So, Moon is now very nearly in a state to think about releasing a demo. Just a small one, still with lots of missing stuff and probably the odd bug or two but something tangable none the less. And, in excited preparation for all that I decided to submit it to IndieDB
As a bonus, here's a full HD Moon desktop to celebrate.
My first project as graphics programmer for Double 11. The challenge was to squeeze a game that made some pretty significant demands on a ps3 onto the new PSVita. Oh, and add a whole pile of new content, features and control methods.
Little Big Planet is pretty much the biggest franchise I've ever had the chance to work on. It was full of huge coding challenges but also lots of fun visual effects and graphical fluff to write. The metacritic score of 88 along with tons of great reviews seem to suggest we did a pretty reasonable job.
At the start of 2009 I created a simple puzzle game called Efficiency. Despite being a simple project that I put together in a few weeks it turned out to be much more popular than I ever expected.
Over time I got lots of people asking me to fix It's biggest failing. A total lack of functionality on Windows 7.
So here by popular demand, is a new and marginally improved version of Efficiency (which to celebrate I've added a ' + ' to). It should work fine on windows 7, it's got much nicer procedurally generated music and it's even got a few added bits and little fixes.
Having completed Ferrari Challenge to such a high standard, we got the opportunity to include all the other exciting high performance cars that don't feature a prancing horse on their bonnet.
Supercar Challenge was basically all the bits that never made it into Ferrari, plus lots of new stuff. Lots more cars, more tracks, better multiplayer, better renderer, more game modes, more downloadable content and crucially (for me) better visual effects
As a bit of a departure from the high saturation colour schemes and arcade physics of the game we'd been working on upto this point, Ferrari Challenge was a real racing simulation. All licenced cars and tracks, with the added bonus of the vehicles being smashable and damagable (a first from a car manufacturer I think).

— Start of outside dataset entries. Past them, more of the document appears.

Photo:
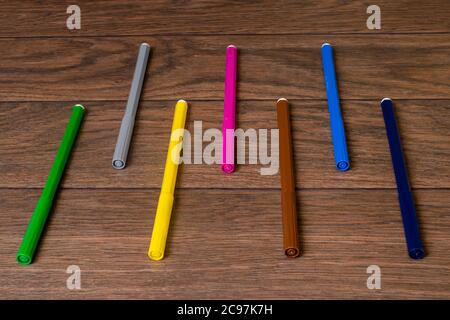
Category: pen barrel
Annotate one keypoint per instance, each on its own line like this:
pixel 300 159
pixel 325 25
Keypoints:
pixel 161 226
pixel 165 202
pixel 229 115
pixel 407 208
pixel 127 124
pixel 38 219
pixel 336 121
pixel 287 176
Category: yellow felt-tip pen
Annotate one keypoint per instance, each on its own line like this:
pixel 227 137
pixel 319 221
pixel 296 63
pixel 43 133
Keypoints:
pixel 165 202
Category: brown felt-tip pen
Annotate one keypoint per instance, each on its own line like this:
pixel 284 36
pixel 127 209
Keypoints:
pixel 288 197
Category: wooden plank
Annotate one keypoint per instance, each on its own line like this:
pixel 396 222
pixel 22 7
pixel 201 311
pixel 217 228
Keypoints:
pixel 398 66
pixel 32 131
pixel 228 241
pixel 31 18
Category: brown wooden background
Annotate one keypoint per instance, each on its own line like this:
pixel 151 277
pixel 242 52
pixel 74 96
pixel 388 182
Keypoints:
pixel 225 239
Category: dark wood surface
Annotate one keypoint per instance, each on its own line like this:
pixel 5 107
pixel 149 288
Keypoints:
pixel 225 238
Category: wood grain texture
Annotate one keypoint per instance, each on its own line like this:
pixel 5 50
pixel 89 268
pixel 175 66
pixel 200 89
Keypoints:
pixel 30 141
pixel 228 247
pixel 33 18
pixel 225 240
pixel 368 67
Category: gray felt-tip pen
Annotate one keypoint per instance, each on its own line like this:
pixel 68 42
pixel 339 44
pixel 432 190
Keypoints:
pixel 127 125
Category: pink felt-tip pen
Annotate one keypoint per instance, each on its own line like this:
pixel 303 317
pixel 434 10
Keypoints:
pixel 229 110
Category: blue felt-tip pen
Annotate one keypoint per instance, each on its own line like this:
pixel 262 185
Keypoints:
pixel 407 208
pixel 336 121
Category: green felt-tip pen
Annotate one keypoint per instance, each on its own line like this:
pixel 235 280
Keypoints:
pixel 37 222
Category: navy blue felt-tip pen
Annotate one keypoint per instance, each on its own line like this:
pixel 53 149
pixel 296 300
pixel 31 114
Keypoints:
pixel 407 208
pixel 336 121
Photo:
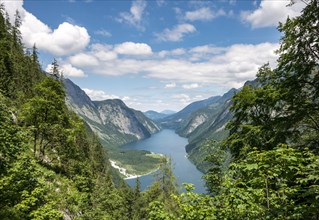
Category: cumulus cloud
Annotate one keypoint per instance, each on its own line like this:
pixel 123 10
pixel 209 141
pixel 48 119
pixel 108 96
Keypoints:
pixel 135 16
pixel 103 32
pixel 70 71
pixel 222 66
pixel 67 70
pixel 203 14
pixel 170 85
pixel 177 33
pixel 191 86
pixel 64 40
pixel 99 95
pixel 270 13
pixel 84 60
pixel 131 48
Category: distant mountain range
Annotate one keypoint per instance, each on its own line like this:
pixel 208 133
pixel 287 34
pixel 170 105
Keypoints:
pixel 200 121
pixel 158 115
pixel 114 122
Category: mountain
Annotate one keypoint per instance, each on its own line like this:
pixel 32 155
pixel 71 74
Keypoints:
pixel 202 121
pixel 154 115
pixel 114 122
pixel 168 112
pixel 180 119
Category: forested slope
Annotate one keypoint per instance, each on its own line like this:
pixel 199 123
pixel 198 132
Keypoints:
pixel 267 168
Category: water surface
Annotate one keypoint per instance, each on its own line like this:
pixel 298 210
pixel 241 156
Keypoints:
pixel 169 143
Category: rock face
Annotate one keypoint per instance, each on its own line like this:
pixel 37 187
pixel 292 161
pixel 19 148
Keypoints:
pixel 202 120
pixel 114 122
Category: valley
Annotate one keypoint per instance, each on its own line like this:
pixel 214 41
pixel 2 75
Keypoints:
pixel 118 125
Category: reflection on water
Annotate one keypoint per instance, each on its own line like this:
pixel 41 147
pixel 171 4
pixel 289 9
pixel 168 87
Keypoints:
pixel 169 143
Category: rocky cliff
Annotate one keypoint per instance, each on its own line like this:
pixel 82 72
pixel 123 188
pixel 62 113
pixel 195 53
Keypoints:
pixel 114 122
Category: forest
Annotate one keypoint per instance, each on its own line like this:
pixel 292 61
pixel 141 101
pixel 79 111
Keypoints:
pixel 52 165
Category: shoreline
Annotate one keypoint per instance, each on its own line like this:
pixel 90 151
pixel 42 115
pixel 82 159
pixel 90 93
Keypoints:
pixel 126 175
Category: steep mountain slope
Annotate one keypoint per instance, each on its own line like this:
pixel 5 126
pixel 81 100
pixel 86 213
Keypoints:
pixel 180 119
pixel 155 115
pixel 202 121
pixel 112 120
pixel 209 121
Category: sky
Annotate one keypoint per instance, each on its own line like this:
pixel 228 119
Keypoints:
pixel 157 54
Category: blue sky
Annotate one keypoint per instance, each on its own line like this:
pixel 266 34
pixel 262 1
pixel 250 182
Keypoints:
pixel 158 54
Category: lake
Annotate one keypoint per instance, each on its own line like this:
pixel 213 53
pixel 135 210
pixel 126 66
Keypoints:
pixel 171 144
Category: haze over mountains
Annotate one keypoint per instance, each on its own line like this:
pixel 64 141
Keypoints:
pixel 114 122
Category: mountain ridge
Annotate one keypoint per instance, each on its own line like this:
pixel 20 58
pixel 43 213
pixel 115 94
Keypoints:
pixel 112 120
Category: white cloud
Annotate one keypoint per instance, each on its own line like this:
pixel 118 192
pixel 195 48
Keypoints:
pixel 174 52
pixel 270 13
pixel 160 3
pixel 177 33
pixel 131 48
pixel 84 60
pixel 170 86
pixel 70 71
pixel 64 40
pixel 191 86
pixel 135 16
pixel 99 95
pixel 103 32
pixel 67 70
pixel 203 14
pixel 223 67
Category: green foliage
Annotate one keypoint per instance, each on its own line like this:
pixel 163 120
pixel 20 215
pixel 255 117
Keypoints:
pixel 274 135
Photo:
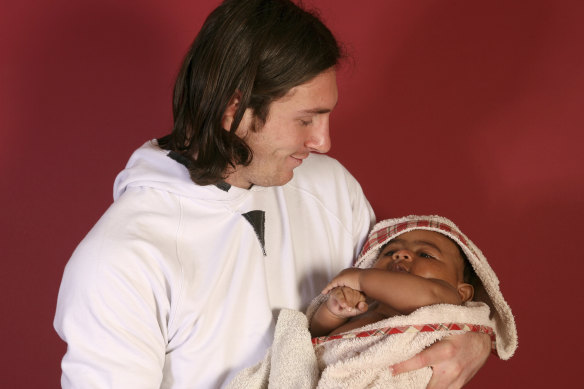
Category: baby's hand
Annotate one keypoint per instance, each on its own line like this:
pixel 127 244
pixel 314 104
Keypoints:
pixel 348 277
pixel 346 302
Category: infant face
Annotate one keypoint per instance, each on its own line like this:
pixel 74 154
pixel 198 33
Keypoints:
pixel 423 253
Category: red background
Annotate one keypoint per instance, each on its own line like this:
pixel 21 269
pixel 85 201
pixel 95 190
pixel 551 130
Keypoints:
pixel 467 109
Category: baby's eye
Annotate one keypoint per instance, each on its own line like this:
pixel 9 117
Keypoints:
pixel 426 255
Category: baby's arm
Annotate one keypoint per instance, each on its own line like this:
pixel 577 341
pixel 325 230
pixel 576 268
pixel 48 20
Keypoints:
pixel 403 292
pixel 342 303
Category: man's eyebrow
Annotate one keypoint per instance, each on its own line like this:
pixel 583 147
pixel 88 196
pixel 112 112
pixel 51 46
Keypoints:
pixel 316 110
pixel 426 243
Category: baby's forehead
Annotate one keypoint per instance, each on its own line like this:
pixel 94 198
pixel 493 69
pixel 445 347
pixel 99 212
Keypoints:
pixel 421 236
pixel 425 238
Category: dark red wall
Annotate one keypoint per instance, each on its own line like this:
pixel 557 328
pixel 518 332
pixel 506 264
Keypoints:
pixel 467 109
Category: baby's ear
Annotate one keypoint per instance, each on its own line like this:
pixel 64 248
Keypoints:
pixel 465 291
pixel 230 111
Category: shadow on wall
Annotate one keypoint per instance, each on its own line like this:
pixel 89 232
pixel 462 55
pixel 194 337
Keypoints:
pixel 431 89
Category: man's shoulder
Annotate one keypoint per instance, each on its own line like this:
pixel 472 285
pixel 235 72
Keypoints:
pixel 319 166
pixel 325 176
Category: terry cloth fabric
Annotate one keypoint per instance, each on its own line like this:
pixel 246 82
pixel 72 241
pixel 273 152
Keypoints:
pixel 360 358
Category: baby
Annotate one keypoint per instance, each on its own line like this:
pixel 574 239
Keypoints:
pixel 418 279
pixel 416 269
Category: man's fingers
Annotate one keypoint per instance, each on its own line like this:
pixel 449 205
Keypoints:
pixel 433 355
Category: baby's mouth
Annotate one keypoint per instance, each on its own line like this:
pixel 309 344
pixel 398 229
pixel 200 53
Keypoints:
pixel 399 268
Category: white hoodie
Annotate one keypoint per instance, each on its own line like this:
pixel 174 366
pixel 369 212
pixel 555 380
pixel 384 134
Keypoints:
pixel 175 287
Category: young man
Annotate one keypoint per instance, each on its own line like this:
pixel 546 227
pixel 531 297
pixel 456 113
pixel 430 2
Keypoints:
pixel 218 225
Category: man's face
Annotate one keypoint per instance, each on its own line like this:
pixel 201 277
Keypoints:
pixel 297 124
pixel 423 253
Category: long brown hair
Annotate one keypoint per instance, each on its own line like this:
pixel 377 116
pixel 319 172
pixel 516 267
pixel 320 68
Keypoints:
pixel 259 48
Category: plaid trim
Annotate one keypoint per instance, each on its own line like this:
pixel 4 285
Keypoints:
pixel 411 329
pixel 386 233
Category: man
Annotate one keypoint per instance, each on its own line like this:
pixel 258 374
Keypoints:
pixel 218 225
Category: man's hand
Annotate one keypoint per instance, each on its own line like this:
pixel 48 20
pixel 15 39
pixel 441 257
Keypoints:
pixel 455 360
pixel 346 302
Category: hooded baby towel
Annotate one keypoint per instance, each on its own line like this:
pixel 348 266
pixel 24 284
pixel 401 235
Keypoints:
pixel 360 358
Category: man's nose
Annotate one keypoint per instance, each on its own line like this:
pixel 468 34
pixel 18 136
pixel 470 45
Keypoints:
pixel 403 255
pixel 319 139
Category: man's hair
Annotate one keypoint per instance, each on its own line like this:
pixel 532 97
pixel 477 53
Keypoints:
pixel 259 49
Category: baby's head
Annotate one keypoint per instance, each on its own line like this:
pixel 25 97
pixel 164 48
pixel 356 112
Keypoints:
pixel 428 254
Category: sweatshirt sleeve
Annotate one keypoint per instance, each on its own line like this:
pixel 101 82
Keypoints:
pixel 112 311
pixel 363 215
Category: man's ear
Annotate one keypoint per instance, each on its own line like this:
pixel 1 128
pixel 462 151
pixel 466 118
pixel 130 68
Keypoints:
pixel 465 291
pixel 230 111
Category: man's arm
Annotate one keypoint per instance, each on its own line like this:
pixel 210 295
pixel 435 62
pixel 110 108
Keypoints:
pixel 342 304
pixel 111 319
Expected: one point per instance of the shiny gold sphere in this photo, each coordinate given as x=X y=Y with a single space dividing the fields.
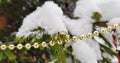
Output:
x=81 y=37
x=11 y=47
x=19 y=46
x=74 y=38
x=28 y=46
x=52 y=43
x=59 y=42
x=3 y=47
x=36 y=45
x=89 y=35
x=96 y=33
x=109 y=29
x=44 y=44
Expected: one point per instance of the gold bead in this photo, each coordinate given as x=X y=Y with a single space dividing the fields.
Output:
x=3 y=47
x=67 y=40
x=44 y=44
x=118 y=24
x=60 y=42
x=19 y=46
x=11 y=47
x=36 y=45
x=89 y=35
x=52 y=43
x=28 y=46
x=115 y=26
x=74 y=38
x=109 y=29
x=81 y=37
x=103 y=30
x=96 y=33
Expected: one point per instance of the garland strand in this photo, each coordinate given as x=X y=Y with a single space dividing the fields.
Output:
x=60 y=42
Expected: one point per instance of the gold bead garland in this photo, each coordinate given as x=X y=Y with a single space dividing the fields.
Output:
x=59 y=42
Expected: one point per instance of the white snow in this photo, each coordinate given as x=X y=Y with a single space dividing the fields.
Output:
x=48 y=17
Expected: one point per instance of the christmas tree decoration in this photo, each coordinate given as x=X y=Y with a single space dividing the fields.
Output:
x=19 y=46
x=3 y=47
x=36 y=45
x=60 y=31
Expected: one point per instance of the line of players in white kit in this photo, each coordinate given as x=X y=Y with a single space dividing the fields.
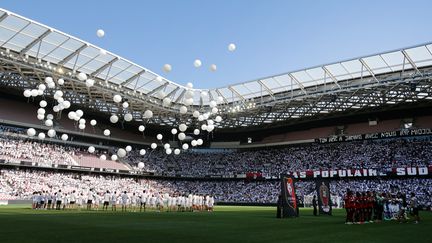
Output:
x=128 y=201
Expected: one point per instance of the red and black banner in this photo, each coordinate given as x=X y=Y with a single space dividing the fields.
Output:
x=324 y=198
x=289 y=202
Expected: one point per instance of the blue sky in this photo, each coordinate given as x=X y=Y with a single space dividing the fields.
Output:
x=272 y=36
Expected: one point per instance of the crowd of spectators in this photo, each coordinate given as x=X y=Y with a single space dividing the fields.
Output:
x=20 y=184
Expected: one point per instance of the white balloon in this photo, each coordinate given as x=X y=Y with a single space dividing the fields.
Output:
x=114 y=119
x=196 y=114
x=91 y=149
x=48 y=80
x=141 y=128
x=66 y=104
x=121 y=153
x=196 y=131
x=181 y=136
x=128 y=117
x=173 y=131
x=31 y=132
x=107 y=132
x=212 y=104
x=189 y=101
x=231 y=47
x=52 y=85
x=117 y=98
x=182 y=127
x=27 y=93
x=42 y=87
x=41 y=136
x=48 y=123
x=153 y=145
x=34 y=92
x=51 y=133
x=79 y=113
x=166 y=101
x=213 y=67
x=148 y=114
x=161 y=94
x=100 y=33
x=183 y=109
x=197 y=63
x=41 y=111
x=189 y=94
x=82 y=76
x=167 y=68
x=89 y=82
x=65 y=137
x=185 y=146
x=168 y=151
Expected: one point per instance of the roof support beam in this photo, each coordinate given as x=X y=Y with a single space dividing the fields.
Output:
x=127 y=81
x=332 y=77
x=35 y=41
x=70 y=56
x=105 y=66
x=411 y=61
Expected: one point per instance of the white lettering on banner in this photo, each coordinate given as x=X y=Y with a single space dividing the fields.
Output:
x=400 y=171
x=423 y=171
x=333 y=173
x=324 y=173
x=303 y=174
x=372 y=172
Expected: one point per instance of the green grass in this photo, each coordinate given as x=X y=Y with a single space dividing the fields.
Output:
x=226 y=224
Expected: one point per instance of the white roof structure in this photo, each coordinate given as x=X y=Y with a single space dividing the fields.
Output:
x=42 y=50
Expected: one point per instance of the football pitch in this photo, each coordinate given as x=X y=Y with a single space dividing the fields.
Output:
x=226 y=224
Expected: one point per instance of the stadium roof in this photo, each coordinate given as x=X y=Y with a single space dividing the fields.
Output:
x=33 y=50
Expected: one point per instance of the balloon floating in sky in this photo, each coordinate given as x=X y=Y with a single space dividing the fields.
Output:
x=231 y=47
x=213 y=67
x=167 y=68
x=197 y=63
x=100 y=33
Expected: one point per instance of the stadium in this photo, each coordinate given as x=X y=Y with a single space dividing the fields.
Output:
x=94 y=147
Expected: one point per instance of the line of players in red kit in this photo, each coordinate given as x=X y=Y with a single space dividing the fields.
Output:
x=361 y=206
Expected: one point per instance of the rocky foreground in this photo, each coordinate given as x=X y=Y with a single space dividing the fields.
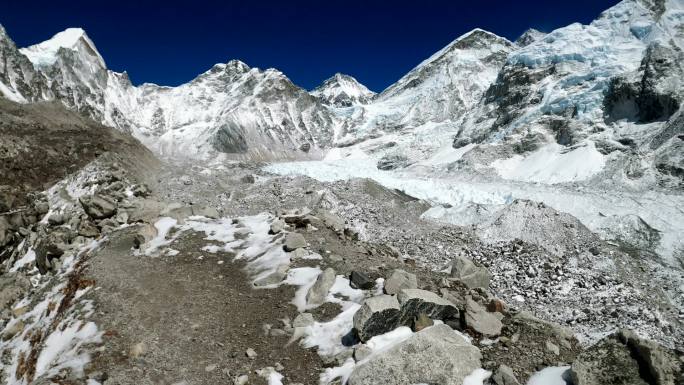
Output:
x=116 y=276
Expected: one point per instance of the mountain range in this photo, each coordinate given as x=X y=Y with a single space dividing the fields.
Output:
x=610 y=92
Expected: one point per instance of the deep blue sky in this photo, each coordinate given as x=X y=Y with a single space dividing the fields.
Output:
x=375 y=41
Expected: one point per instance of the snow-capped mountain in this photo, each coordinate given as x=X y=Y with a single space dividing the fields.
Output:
x=563 y=94
x=230 y=110
x=439 y=89
x=343 y=91
x=607 y=95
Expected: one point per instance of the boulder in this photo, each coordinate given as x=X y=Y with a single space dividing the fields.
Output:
x=13 y=286
x=317 y=293
x=98 y=206
x=391 y=162
x=359 y=280
x=421 y=322
x=469 y=274
x=48 y=249
x=142 y=210
x=504 y=376
x=663 y=364
x=294 y=241
x=178 y=212
x=377 y=315
x=277 y=226
x=41 y=207
x=143 y=233
x=56 y=219
x=274 y=278
x=303 y=320
x=5 y=232
x=478 y=319
x=414 y=302
x=87 y=228
x=331 y=221
x=205 y=211
x=609 y=362
x=399 y=280
x=436 y=355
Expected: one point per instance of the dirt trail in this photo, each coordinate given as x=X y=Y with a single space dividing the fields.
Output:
x=195 y=318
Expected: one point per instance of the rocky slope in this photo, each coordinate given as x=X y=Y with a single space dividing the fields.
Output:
x=608 y=91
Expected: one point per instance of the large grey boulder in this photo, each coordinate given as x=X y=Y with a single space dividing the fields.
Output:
x=504 y=376
x=399 y=280
x=377 y=315
x=470 y=274
x=663 y=364
x=98 y=206
x=331 y=221
x=142 y=210
x=436 y=355
x=320 y=288
x=480 y=320
x=624 y=358
x=608 y=362
x=294 y=241
x=415 y=302
x=5 y=232
x=205 y=211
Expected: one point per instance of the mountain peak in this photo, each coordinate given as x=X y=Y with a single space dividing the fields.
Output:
x=478 y=38
x=74 y=39
x=342 y=90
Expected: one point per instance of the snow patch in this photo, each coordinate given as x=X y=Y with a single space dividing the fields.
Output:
x=553 y=164
x=549 y=376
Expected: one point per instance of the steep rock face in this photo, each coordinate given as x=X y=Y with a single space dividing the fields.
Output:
x=19 y=81
x=587 y=83
x=653 y=93
x=343 y=91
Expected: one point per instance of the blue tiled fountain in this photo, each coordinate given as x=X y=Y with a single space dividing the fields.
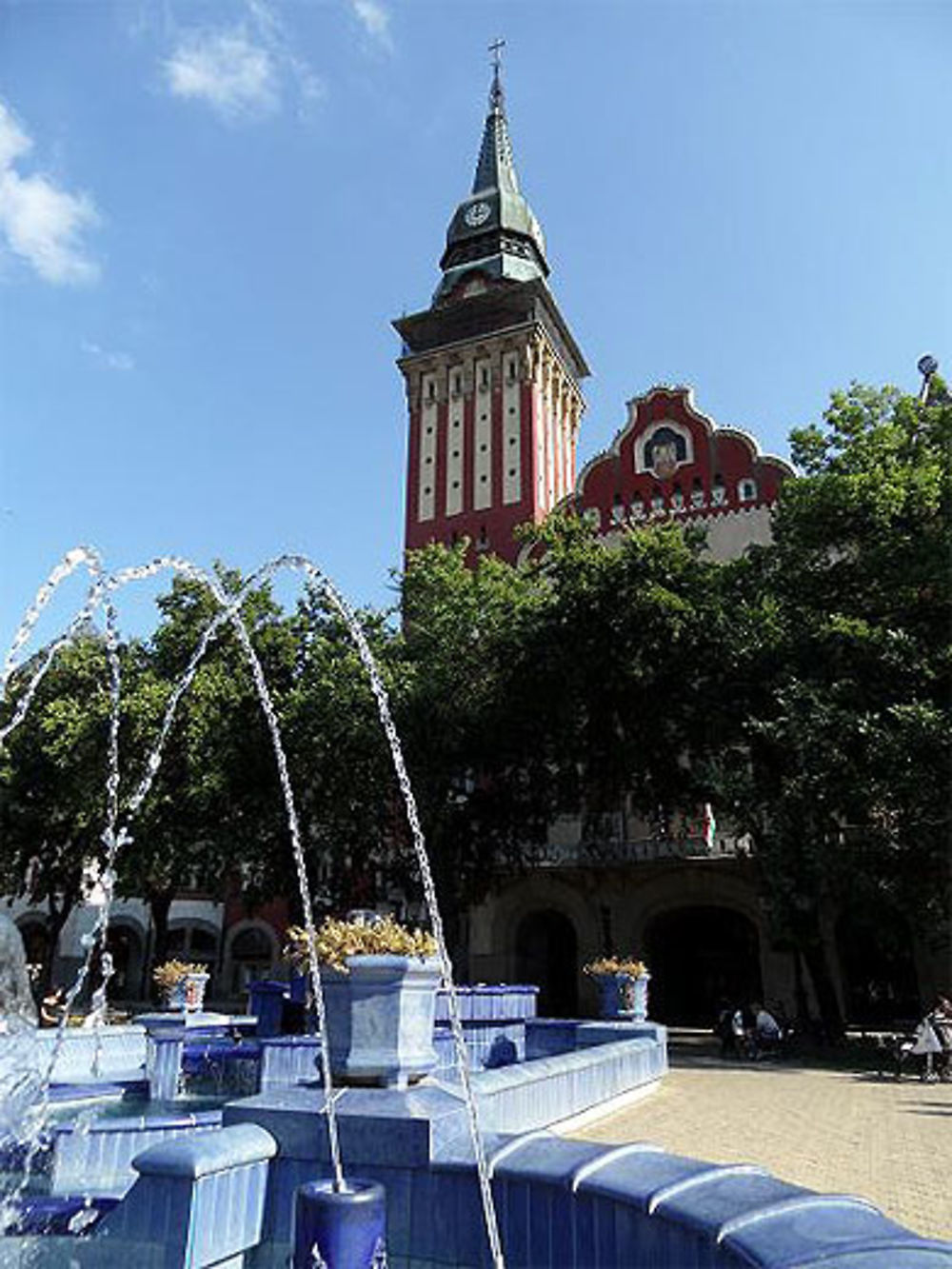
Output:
x=215 y=1188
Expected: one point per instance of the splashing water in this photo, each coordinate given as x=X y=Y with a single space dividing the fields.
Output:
x=102 y=589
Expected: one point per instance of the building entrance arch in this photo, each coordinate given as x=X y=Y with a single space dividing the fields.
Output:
x=701 y=956
x=547 y=955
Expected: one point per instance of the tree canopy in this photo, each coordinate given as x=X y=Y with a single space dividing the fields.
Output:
x=803 y=688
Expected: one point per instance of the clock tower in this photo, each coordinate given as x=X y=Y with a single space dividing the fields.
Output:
x=491 y=370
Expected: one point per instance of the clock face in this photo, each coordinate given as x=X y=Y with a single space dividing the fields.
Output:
x=476 y=214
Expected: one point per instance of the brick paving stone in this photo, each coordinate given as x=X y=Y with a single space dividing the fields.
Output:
x=833 y=1131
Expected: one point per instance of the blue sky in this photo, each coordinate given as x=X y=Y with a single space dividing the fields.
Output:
x=211 y=212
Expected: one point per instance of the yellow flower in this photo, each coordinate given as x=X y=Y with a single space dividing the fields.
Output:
x=171 y=972
x=337 y=941
x=616 y=964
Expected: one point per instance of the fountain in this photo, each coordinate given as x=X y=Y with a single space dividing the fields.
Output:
x=467 y=1159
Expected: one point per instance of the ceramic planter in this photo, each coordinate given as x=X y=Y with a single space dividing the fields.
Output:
x=380 y=1020
x=623 y=995
x=188 y=993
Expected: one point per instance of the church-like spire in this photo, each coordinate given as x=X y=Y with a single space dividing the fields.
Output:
x=495 y=168
x=494 y=235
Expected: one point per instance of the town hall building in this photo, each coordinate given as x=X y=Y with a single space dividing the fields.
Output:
x=494 y=377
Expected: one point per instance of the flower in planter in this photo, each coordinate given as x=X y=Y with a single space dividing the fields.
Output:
x=170 y=974
x=339 y=940
x=616 y=964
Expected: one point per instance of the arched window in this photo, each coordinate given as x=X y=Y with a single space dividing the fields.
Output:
x=746 y=490
x=251 y=957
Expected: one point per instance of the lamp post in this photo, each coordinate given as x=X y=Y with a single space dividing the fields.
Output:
x=927 y=367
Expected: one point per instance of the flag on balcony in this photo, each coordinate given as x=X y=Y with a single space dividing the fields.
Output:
x=708 y=827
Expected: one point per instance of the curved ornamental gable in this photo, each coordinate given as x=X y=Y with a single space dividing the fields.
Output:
x=670 y=461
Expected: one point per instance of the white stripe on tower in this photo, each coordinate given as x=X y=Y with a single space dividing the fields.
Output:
x=512 y=430
x=426 y=483
x=455 y=443
x=483 y=437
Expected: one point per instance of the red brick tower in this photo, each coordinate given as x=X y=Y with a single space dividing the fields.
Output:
x=491 y=370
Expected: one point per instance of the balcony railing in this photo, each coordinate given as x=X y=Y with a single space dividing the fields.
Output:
x=608 y=853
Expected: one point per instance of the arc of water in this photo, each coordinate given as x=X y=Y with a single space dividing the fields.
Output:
x=72 y=560
x=230 y=610
x=433 y=907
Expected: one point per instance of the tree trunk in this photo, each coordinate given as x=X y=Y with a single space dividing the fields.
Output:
x=55 y=922
x=817 y=962
x=159 y=905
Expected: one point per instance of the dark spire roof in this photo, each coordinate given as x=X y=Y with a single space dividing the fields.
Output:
x=495 y=168
x=493 y=232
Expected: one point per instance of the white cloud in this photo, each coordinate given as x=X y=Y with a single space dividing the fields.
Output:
x=236 y=76
x=110 y=361
x=41 y=222
x=375 y=19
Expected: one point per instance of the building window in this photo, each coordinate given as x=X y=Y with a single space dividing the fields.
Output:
x=251 y=959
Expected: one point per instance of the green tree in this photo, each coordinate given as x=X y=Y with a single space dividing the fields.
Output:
x=52 y=784
x=841 y=656
x=213 y=816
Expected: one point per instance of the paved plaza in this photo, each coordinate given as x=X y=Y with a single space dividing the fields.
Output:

By now I'd really settled into my role as lead visual effects programmer. I had lots of code and systems written and the trust of production management to get on with stuff and do what ever I could to make everything look better. I think visually the game is definitly the best looking I'd worked on to date.
My game engine code base has really matured over the last year as it's feature set has had to match the needs of iO during it's development. Finally I can really play with concepts as they pop into my head.
So, while I was finishing off the game progression aspects of iO a simple game idea occurred to me, and for the first time ever I could quickly throw that idea together into a game. After about 2 weeks of occasional spare time writing it and doing the simple artwork, Efficiency is the product of that idea.
It's just a 'beat the high score' sort of game with a few elements you might find familiar if you've ever played Chu Chu Rocket. I think it could most easily be described as a puzzle game involving sliding blocks. Play it and see.
Note: Sadly this version contains a bug that prevents it from running on Windows 7. I'm in the process of fixing it as time permits. However, the bug is basically the entire sound system so it might be a while.
When I first heard that we'd be making a game for Pimp My Ride my first reaction was "How?". Its a little hard to see where a set of game mechanics can be attached to the format of the show. Luckily it wasn't a problem I had to deal with. Instead I was charged again with the creation of all the real-time effects and this time I had a little help, i.e. I'd gone from a team of one to a team of two.
The final result looks pretty good on all its release platforms (especially the Xbox 360). Though a little short on depth, the game is reasonably entertaining and the handling of all the vehicles is pretty good. As far as procedural effects go, it features everything from fire hydrants and collision sparks to flocks of birds and scatterings of rubbish and leaves.
After a few months working in R&D for next gen platforms, I moved onto this project.
I was to take complete responsibility for all real-time special effects. At last a task that made use of a much broader range of my skills. That's every sparkle, explosion, cloud, rocket trail and puff of smoke, from conception and artwork through to implementation. If its not already obvious, I really enjoyed this project.
Sadly the game as a whole was littered with ill conceived design decisions, marred by under developed handling and crippled by poor track layouts. As a result, the press mauled it. though nothing bad was said about the effects, which is at least a little positive.